Im not sure if you mean an exact match to the voice, meaning if a male voice is used in setting up the email and then a womans voice says the password, if you want to make sure it was that exact male voice on setup.
In the case you want just a spoken password, it is possible but i think you are over engineering this. Two factor authentication via text or phone call to tell you a code to enter is much more common and in my opinion, user friendly. Also, I don't think it is wise to have people yelling their passwords into a phone when they get frustrated that the way the spoke it on setup isn't the way its being recorded when trying to login. You are also going to have to deal with people going "My password is D A V I D" and have to figure out how to parse out the garbage text (Ex: My password is) and then parse the frustrated/yelling text (that hopefully gets transcribed correctly) as your password.
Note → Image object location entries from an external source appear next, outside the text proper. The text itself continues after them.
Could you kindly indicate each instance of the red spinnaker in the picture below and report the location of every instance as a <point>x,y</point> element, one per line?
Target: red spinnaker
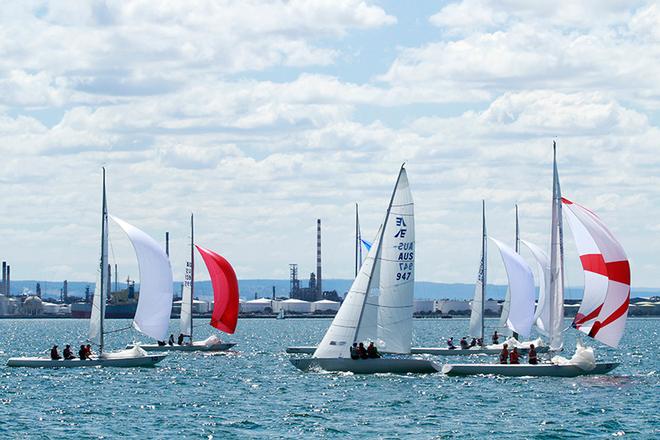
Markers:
<point>225,290</point>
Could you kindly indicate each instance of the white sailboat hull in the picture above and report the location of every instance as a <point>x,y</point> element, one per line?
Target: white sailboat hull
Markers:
<point>123,362</point>
<point>196,346</point>
<point>369,366</point>
<point>549,370</point>
<point>435,351</point>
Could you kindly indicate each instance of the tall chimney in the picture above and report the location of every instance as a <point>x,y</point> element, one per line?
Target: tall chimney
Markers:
<point>318,256</point>
<point>4,278</point>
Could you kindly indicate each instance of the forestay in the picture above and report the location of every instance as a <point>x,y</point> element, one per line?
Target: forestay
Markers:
<point>542,314</point>
<point>155,302</point>
<point>610,262</point>
<point>521,286</point>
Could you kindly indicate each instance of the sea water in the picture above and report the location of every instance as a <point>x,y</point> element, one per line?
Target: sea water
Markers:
<point>254,392</point>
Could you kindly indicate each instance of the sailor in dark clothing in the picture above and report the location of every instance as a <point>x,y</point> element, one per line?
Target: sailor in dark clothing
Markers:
<point>354,351</point>
<point>533,360</point>
<point>372,351</point>
<point>362,351</point>
<point>68,354</point>
<point>54,355</point>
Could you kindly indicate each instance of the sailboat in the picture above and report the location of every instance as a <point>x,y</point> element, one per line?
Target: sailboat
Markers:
<point>225,305</point>
<point>154,303</point>
<point>604,308</point>
<point>378,306</point>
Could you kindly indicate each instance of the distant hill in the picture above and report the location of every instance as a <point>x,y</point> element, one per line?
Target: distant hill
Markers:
<point>264,288</point>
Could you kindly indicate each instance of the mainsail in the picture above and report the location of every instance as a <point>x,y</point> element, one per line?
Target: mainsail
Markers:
<point>378,306</point>
<point>542,313</point>
<point>521,287</point>
<point>225,291</point>
<point>603,313</point>
<point>155,302</point>
<point>98,302</point>
<point>477,306</point>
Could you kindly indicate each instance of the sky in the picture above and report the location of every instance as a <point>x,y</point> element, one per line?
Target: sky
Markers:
<point>261,116</point>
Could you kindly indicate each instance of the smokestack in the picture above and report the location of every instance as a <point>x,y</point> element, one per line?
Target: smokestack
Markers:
<point>318,256</point>
<point>3,290</point>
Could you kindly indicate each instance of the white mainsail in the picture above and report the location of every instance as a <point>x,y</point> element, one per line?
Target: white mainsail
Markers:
<point>477,306</point>
<point>378,307</point>
<point>98,302</point>
<point>155,302</point>
<point>397,272</point>
<point>521,286</point>
<point>542,314</point>
<point>556,291</point>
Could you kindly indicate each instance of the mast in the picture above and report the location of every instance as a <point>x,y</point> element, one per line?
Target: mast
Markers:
<point>484,266</point>
<point>379,248</point>
<point>192,271</point>
<point>517,244</point>
<point>104,266</point>
<point>556,260</point>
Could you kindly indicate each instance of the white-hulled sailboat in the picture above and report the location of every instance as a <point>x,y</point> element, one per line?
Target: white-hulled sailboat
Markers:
<point>378,307</point>
<point>604,308</point>
<point>225,305</point>
<point>154,303</point>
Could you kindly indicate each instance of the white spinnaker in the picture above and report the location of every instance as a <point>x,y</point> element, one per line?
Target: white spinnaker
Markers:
<point>612,261</point>
<point>155,302</point>
<point>185,321</point>
<point>477,306</point>
<point>344,328</point>
<point>595,284</point>
<point>542,314</point>
<point>98,302</point>
<point>521,286</point>
<point>397,272</point>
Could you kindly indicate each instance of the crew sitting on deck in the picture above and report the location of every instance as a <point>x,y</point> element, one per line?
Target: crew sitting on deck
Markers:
<point>362,351</point>
<point>514,356</point>
<point>504,354</point>
<point>54,355</point>
<point>533,360</point>
<point>372,351</point>
<point>354,351</point>
<point>68,354</point>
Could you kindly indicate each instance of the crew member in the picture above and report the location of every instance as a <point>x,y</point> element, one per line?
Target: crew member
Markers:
<point>372,351</point>
<point>514,357</point>
<point>533,360</point>
<point>504,354</point>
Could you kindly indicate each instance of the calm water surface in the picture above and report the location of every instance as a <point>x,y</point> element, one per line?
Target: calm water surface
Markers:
<point>255,392</point>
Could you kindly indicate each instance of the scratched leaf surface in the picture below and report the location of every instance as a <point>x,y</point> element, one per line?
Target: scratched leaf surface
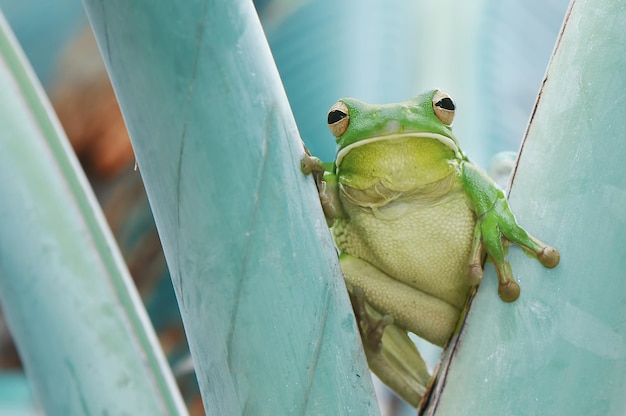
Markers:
<point>561,348</point>
<point>80,326</point>
<point>256,277</point>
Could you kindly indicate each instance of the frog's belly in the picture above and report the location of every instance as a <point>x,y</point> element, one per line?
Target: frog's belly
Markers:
<point>426,246</point>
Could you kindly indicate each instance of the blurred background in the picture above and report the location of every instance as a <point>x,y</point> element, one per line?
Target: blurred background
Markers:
<point>489,55</point>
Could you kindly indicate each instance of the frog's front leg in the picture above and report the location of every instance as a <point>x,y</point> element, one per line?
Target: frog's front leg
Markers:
<point>496,226</point>
<point>327,185</point>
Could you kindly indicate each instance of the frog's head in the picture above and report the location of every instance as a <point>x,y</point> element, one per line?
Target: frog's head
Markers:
<point>429,115</point>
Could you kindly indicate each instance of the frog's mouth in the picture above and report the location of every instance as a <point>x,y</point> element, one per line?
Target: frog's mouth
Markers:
<point>441,138</point>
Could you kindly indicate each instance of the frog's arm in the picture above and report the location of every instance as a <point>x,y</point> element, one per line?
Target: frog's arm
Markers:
<point>495,226</point>
<point>327,185</point>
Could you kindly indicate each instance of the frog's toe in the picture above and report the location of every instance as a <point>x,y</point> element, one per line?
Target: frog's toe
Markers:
<point>310,164</point>
<point>475,274</point>
<point>549,257</point>
<point>509,291</point>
However, to essentially do Speech to text you have some options.
1) You can use twilios transcription service:
REST API: Transcriptions - Twilio[
^]
TwiML™ Voice: <Record> - Twilio[
^]
2) IBM Watson has speech to text capabilities
Speech to Text | IBM Watson Developer Cloud[
^]
So with twilio you would do an outbound call, record that call and use an option to transcribe it.
From that transcription you should be able to get the text, and then decrypt the pass in db, or hash the transcription and compare to password hash in db to then authenticate user.
I think this method is going to create a lot of headaches for you but that would be one approach. If you want to look into two factor authentication, twilio has that capability as well (
Authy Two-factor Authentication - Twilio[
^])